Mascotas no
Cuando nos cuidaba Susy, íbamos a la galería. Ella podía probarse la ropa de las boutiques, total nosotras nos quedábamos inmóviles en el último local. No nos inmutábamos por el olor a pis, a plumas ni a alimento balanceado. Vendían de todo un poco: canarios, conejos, hámsters, tortugas, iguanas, culebras. Perros y gatos no. Unos no se podían quedar en el local una vez que cerraba; los otros se comían a los pajaritos, decía el dueño, pero no le creíamos nada. Al volver a casa nos poníamos de acuerdo y renovábamos ilusiones. ¿Hoy qué pedimos? Entrábamos suplicando por algún bicho y hasta le inventábamos un nombre para que el cariño fuese creíble. Era inútil.
El tiempo con la abuela era más apurado. Siempre tenía algo que hacer y nosotras la seguíamos con la lengua afuera. Si se portan bien hay sorpresa, dijo y Mechi me susurró al oído: Citanova. Si era verdad, valía la pena caminar todas las cuadras que la abuela quisiera. Nos encantaba esa heladería. No era tan variada como el local de mascotas, pero los mostradores eran peceras. Suficiente. Seguíamos el ida y vuelta de las carpas naranjas y mirábamos con asco los barrefondos con esos bigotes de carne y las bocas listas para el beso. Después Mechi hacía como los peces para chupar el helado y la abuela le decía cochina. Yo me portaba bien y envidiaba su enchastre.

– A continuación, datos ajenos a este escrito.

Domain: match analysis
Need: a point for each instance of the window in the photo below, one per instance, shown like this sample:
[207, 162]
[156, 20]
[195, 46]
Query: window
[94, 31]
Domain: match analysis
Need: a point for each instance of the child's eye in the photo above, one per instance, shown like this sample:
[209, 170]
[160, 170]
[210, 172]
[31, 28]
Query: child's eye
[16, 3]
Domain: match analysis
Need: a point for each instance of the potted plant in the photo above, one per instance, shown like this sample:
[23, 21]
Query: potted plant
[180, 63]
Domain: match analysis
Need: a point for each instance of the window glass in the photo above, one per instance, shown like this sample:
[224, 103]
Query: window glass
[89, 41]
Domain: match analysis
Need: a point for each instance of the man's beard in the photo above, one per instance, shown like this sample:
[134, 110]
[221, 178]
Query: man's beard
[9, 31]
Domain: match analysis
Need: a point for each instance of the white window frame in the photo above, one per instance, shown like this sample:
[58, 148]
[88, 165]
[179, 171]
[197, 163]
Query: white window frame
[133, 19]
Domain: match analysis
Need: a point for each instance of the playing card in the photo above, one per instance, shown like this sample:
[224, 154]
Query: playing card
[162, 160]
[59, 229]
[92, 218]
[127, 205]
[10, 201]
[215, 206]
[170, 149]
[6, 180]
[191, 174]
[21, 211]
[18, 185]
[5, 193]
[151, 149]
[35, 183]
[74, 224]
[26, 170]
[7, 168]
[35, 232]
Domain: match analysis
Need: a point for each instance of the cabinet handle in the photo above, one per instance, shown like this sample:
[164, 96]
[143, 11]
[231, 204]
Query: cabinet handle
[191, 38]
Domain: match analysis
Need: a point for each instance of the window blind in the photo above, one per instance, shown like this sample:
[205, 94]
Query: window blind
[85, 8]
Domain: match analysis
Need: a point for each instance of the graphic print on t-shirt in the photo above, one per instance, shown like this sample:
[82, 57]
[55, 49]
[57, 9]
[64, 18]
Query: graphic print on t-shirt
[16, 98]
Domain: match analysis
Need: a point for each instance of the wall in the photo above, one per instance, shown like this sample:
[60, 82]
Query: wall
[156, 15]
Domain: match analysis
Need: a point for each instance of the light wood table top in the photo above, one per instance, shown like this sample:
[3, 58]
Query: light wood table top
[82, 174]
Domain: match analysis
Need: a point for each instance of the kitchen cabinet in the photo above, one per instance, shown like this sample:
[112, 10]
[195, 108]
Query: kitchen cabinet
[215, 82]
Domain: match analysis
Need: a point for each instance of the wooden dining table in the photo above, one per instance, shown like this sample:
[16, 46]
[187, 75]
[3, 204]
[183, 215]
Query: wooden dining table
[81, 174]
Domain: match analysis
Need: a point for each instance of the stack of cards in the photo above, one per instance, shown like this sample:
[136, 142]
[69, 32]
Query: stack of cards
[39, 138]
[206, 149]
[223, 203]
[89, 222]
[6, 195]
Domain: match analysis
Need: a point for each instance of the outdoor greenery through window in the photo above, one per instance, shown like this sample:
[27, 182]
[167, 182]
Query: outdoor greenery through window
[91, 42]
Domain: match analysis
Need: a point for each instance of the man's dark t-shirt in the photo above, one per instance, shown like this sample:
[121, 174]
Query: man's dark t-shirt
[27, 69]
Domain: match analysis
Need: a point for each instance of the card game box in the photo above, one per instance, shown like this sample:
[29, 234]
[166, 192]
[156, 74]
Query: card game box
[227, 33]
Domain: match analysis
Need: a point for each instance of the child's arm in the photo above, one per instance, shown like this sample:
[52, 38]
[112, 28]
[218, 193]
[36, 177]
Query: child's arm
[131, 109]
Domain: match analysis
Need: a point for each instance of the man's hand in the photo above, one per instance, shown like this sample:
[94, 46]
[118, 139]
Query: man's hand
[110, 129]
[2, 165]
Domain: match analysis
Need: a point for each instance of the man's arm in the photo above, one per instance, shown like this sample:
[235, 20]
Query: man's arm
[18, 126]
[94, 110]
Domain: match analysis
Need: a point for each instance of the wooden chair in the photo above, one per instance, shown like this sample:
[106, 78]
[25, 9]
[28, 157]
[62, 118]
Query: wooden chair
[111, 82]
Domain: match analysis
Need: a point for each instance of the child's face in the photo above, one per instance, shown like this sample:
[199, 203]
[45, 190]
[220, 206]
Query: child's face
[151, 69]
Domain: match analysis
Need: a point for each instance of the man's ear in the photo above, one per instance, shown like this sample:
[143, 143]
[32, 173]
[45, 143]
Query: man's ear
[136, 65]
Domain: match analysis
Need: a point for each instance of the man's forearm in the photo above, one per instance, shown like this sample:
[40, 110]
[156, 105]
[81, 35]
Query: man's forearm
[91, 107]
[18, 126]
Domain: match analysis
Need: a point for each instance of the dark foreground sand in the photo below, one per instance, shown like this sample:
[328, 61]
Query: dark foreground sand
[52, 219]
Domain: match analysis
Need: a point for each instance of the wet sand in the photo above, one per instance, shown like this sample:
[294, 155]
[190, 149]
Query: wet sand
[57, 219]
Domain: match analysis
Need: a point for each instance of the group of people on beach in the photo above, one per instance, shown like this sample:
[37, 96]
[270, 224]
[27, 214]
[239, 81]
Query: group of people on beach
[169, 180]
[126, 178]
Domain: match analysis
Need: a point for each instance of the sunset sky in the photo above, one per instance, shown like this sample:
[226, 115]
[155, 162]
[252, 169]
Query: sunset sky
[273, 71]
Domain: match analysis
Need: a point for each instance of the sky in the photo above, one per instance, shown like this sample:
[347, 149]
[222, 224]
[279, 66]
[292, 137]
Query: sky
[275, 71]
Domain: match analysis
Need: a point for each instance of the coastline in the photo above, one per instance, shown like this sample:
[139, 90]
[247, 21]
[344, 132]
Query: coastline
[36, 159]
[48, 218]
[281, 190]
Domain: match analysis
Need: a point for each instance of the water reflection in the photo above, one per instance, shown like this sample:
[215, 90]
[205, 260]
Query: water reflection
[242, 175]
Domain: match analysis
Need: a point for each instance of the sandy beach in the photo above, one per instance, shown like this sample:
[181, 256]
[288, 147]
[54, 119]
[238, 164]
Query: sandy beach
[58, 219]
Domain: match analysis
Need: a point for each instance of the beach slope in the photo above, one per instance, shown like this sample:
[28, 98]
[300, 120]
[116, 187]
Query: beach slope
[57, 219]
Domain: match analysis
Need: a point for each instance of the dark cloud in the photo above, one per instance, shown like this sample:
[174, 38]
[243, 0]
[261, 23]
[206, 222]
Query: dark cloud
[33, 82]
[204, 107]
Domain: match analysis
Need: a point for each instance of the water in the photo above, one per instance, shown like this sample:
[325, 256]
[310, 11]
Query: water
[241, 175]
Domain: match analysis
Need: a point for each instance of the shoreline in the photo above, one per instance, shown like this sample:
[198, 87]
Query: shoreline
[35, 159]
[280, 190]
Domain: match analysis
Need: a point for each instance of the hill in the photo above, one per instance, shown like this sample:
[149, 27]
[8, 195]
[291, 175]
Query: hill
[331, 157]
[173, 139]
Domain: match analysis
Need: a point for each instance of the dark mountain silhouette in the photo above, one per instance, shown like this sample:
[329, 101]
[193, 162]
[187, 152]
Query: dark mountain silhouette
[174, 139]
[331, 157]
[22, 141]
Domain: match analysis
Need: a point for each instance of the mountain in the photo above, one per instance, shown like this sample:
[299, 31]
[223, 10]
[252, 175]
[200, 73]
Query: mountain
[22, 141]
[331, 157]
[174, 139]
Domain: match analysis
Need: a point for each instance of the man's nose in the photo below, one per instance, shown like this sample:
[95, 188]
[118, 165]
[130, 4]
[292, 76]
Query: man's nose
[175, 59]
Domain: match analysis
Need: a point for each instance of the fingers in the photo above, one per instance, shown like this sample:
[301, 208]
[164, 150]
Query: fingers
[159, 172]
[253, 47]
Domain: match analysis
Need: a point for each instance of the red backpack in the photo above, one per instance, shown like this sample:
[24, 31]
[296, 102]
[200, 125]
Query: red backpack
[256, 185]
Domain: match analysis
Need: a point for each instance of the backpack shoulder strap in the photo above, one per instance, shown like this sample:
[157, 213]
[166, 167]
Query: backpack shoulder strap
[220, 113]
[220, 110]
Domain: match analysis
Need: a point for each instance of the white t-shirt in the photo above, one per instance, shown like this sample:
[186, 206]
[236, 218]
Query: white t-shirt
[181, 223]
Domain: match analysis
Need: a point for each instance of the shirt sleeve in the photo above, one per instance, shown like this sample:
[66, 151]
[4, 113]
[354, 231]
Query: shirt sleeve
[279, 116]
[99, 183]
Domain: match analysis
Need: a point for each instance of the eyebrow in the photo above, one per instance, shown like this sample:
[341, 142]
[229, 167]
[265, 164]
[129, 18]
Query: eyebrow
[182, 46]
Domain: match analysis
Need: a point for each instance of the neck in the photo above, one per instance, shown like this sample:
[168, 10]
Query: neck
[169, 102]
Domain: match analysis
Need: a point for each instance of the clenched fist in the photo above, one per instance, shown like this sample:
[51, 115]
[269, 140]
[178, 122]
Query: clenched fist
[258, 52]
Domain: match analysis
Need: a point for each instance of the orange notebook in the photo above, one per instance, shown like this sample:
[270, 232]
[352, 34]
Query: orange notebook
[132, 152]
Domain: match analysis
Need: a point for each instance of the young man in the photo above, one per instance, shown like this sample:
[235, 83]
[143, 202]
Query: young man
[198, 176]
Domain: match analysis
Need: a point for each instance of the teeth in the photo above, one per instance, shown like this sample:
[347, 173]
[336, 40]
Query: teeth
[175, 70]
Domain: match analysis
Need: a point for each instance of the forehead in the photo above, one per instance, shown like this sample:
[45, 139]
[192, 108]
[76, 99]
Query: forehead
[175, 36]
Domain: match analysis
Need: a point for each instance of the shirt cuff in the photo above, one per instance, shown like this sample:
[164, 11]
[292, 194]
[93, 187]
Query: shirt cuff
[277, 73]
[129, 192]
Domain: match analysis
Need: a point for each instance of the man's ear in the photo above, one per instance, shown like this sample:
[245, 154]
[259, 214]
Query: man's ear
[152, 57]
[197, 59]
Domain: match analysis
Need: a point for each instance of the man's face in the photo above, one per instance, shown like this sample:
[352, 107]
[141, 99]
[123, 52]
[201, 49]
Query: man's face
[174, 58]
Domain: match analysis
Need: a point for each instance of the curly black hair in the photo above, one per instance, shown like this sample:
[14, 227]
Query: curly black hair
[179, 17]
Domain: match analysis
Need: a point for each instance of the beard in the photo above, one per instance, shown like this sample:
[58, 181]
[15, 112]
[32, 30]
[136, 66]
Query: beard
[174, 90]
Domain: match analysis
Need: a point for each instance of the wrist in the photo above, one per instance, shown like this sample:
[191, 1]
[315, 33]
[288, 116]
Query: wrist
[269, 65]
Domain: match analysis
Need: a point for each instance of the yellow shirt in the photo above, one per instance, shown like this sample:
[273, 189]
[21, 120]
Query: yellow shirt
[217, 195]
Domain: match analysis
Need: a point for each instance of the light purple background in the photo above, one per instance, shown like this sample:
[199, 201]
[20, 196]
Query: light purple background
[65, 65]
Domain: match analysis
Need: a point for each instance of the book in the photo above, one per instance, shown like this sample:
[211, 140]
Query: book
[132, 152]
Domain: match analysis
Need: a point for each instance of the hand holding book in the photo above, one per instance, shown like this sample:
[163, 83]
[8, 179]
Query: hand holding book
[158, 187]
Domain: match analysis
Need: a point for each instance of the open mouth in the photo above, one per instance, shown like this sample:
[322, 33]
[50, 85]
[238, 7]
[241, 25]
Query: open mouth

Antes de la sorpresa, había que hacer las compras: almacén, verdulería, pescadería. ¡Qué olor! Insistí y la abuela por algo se puso colorada. Los bichos plateados, o rosas o blancos estaban sobre escamas de hielo. Las cabezas para el mismo lado: un zoológico pulcro y quieto. Todo estaba ahí para que lo viera en detalle: labios, dientes, colas, aletas. Mientras la abuela pagaba me animé con el meñique y lo hundí en uno de esos ojos fijos y redondos. La sensación de gelatina fría me arrugó el estómago.
Mechi tenía razón, la sorpresa fue Citanova. No pude terminar mi helado. A cada ratito me acercaba el meñique a la nariz para sentir el olor a pescado.